Das Landgericht hat auf den Angeklagten Pascal I. als Heranwachsenden Erwachsenenstrafrecht angewendet, aber von der Anordnung einer lebenslangen Freiheitsstrafe nach § 106 Abs. 1 JGG abgesehen. Ob darüber hinaus ein Vorbehalt der Sicherungsverwahrung nach § 106 Abs. 3 JGG anzuordnen war, hat die Jugendkammer nicht ausdrücklich geprüft.

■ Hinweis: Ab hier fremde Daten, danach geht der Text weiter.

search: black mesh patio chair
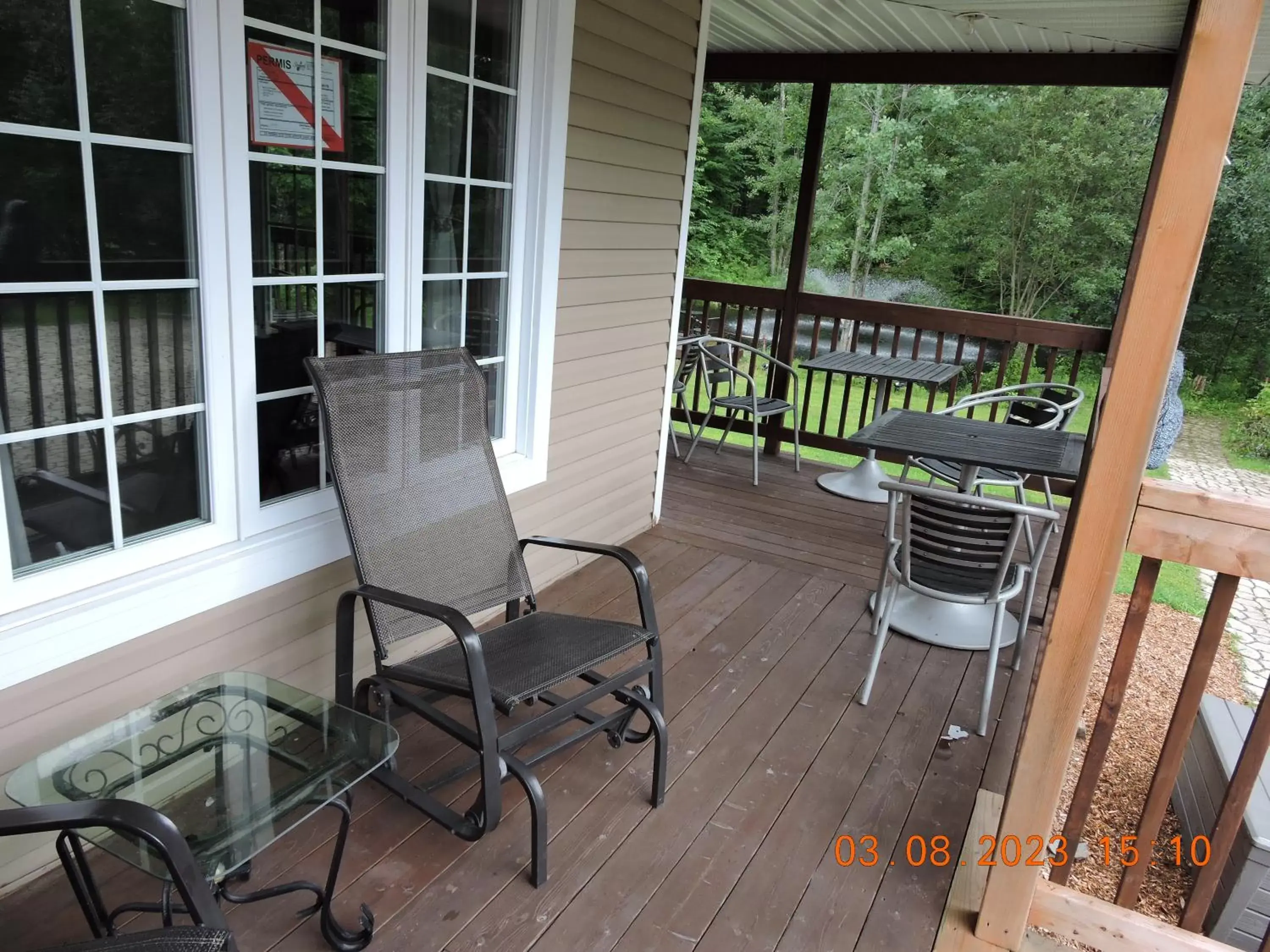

Die Staatsanwaltschaft strebte eine höhere Verurteilung an und legte zu Ungunsten des Angeklagten I. Revision ein. Der 2. Senat des BGH hob das Urteil im Rechtsfolgenausspruch auf, soweit das Landgericht eine lebenslange Freiheitsstrafe nicht verhängt und den Vorbehalt der Sicherungsverwahrung nicht angeordnet hat, und verwies die Sache an eine andere Jugendkammer des Landgerichts zurück.
Nach Ansicht des Senats sind die vom Landgericht für das Absehen von der Verhängung einer lebenslangen Freiheitsstrafe herangezogenen Gründe nicht hinreichend tragfähig. Es handele sich um bloße Hoffnungen auf eine Resozialisierung des Angeklagten, die durch Tatsachen nicht belegt seien. So sei z.B. die vom Landgericht festgestellte Anmeldung zu einem Anti-Aggressions-Training bereits vor der Tat erfolgt, so dass dieser Umstand nicht geeignet ist, auf ein nunmehr vorhandenes Problembewusstsein des Angeklagten zu schließen. Darüber hinaus hat es das Landgericht auch zu Unrecht unterlassen, einen Vorbehalt der Sicherungsverwahrung zu prüfen. Die Voraussetzungen des § 106 Abs. 3 Satz 2 und 3 JGG liegen hier vor. Der Angeklagte ist wegen Mordes zu einer Freiheitsstrafe von 13 Jahren und wegen besonders schwerer Vergewaltigung zu einer Freiheitsstrafe von 6 Jahren verurteilt. Vorverurteilungen sind nicht erforderlich. Auch § 106 Abs. 3 S. 2 Nr. 2 JGG begründet ein solches Erfordernis nicht. Die Regelung stellt nur für den Fall, dass es nach den allgemeinen Vorschriften auf solche Vorverurteilungen ankommt, besondere Anforderungen an diese. Daher ist die vorbehaltene Sicherungsverwahrung auch bei erstmals verurteilten heranwachsenden Mehrfachtätern anwendbar.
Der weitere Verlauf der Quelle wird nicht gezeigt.